Risk factors for complications include polypectomy, older age, low-volume provider

TUESDAY, Dec. 23 (HealthDay News) -- Factors associated with bleeding and perforation from colonoscopy include older age, undergoing a polypectomy, and using a low-volume endoscopist, according to research published in the December issue of Gastroenterology.

Linda Rabeneck, M.D., of the University of Toronto in Ontario, Canada, and colleagues analyzed data on individuals aged 50 to 75 in Ontario, British Columbia, Alberta and Nova Scotia, who underwent outpatient colonoscopy during a one-year period. The authors established exclusion criteria to focus on screening colonoscopy.

The researchers identified 97,091 patients who had a colonoscopy. The pooled rate of colonoscopy-related bleeding in the four provinces was 1.64 per 1,000 and the pooled rate of perforation was 0.85 per 1,000, they report. Three deaths within 30 days of the procedure were colonoscopy-related, and two were possibly related, for a death rate of 0.074 per 1,000, the report indicates. Those who had the procedure done by the lowest-volume endoscopists had higher odds of bleeding or perforation (odds ratio, 2.96), the authors note.

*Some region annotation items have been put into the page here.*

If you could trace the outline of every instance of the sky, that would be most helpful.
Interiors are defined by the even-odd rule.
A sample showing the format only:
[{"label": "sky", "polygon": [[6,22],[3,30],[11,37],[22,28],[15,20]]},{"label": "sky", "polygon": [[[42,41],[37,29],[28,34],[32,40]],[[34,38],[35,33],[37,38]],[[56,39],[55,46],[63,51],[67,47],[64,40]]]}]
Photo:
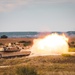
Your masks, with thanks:
[{"label": "sky", "polygon": [[0,32],[75,31],[75,0],[0,0]]}]

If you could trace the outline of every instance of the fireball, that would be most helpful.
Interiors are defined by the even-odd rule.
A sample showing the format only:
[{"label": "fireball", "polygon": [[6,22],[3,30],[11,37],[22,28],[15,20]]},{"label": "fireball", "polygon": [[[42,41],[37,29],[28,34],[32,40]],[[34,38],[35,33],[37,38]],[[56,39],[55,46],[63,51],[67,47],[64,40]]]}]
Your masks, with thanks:
[{"label": "fireball", "polygon": [[68,38],[57,33],[45,36],[42,39],[34,39],[31,52],[34,55],[56,55],[68,52]]}]

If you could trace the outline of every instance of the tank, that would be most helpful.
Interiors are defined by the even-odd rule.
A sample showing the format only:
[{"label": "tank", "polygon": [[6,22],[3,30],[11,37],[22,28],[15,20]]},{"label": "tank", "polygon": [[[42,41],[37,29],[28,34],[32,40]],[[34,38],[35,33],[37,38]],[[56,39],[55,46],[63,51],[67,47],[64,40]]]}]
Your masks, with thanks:
[{"label": "tank", "polygon": [[0,58],[29,56],[30,53],[31,52],[27,50],[21,51],[19,47],[3,47],[0,50]]}]

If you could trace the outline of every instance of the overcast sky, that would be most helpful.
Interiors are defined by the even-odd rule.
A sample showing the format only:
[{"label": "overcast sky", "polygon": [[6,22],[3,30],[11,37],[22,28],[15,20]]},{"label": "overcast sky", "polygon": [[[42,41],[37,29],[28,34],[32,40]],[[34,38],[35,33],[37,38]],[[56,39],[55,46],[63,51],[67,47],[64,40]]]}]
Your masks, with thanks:
[{"label": "overcast sky", "polygon": [[0,32],[74,30],[75,0],[0,0]]}]

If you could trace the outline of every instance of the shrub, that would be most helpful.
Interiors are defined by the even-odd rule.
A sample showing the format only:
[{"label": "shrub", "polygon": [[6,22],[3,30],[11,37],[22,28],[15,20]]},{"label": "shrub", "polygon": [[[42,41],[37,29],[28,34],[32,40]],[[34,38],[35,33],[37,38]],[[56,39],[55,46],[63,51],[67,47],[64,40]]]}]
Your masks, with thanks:
[{"label": "shrub", "polygon": [[17,75],[37,75],[36,70],[28,66],[18,66],[16,73]]},{"label": "shrub", "polygon": [[6,35],[2,35],[1,38],[8,38],[8,36],[6,36]]}]

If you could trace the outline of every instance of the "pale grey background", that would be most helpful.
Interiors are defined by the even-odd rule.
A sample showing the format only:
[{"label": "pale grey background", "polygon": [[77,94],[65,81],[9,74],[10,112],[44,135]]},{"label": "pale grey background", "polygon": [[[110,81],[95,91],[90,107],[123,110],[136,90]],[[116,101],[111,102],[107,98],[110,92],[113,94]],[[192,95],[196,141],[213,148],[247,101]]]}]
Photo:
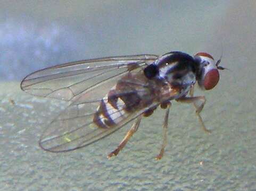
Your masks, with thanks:
[{"label": "pale grey background", "polygon": [[[256,190],[256,3],[208,2],[0,1],[0,190]],[[67,104],[21,92],[22,77],[69,61],[172,50],[223,53],[230,71],[196,92],[207,97],[212,134],[191,106],[174,103],[160,161],[161,109],[110,161],[128,127],[75,152],[39,148]]]}]

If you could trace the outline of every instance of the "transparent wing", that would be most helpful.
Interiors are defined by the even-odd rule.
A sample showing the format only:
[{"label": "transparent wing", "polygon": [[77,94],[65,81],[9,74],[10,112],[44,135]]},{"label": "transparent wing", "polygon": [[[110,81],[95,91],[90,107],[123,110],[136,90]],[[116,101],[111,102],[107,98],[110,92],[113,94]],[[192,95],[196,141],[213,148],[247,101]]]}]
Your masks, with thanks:
[{"label": "transparent wing", "polygon": [[[73,118],[70,116],[67,118],[57,118],[49,124],[43,134],[39,145],[43,149],[53,152],[67,152],[87,146],[110,135],[148,108],[158,105],[158,103],[154,103],[136,113],[131,114],[127,118],[122,119],[118,125],[109,128],[97,127],[92,120],[94,113]],[[112,115],[114,115],[114,112],[112,113]]]},{"label": "transparent wing", "polygon": [[[117,56],[88,59],[56,65],[35,72],[21,82],[22,90],[34,96],[70,101],[84,94],[89,97],[109,88],[102,85],[135,68],[154,62],[153,55]],[[109,83],[110,85],[114,85]],[[85,95],[86,94],[86,95]]]},{"label": "transparent wing", "polygon": [[[23,90],[35,96],[71,101],[48,125],[40,137],[40,146],[55,152],[80,148],[112,133],[142,114],[146,108],[126,116],[117,125],[106,129],[99,128],[93,121],[100,101],[117,80],[128,72],[141,71],[156,58],[144,55],[86,60],[43,69],[25,77],[21,84]],[[130,82],[137,84],[137,91],[145,91],[144,82]],[[131,93],[122,92],[123,95]],[[125,110],[125,107],[122,110]],[[111,115],[117,120],[114,118],[117,112],[121,110],[112,111]]]}]

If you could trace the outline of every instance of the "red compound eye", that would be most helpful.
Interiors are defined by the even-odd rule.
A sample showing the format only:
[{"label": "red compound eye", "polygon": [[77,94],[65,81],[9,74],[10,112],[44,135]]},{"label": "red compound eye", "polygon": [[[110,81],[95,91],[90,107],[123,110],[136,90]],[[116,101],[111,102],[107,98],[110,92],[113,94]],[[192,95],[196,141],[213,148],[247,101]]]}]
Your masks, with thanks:
[{"label": "red compound eye", "polygon": [[219,82],[220,75],[217,69],[212,69],[204,76],[204,86],[205,90],[213,89]]}]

"Clearly, patients need to be informed of the risks of the procedure, including the risk of death. Endoscopists need to be especially careful in performing polypectomies and in performing colonoscopy in those who are older. The increased use of colonoscopy has been accompanied by a marked increase in the number of polypectomies performed. Given the central role of polypectomy in colorectal cancer prevention and its strong association with bleeding and perforation, we need to define best practice in terms of polypectomy technique," the authors conclude.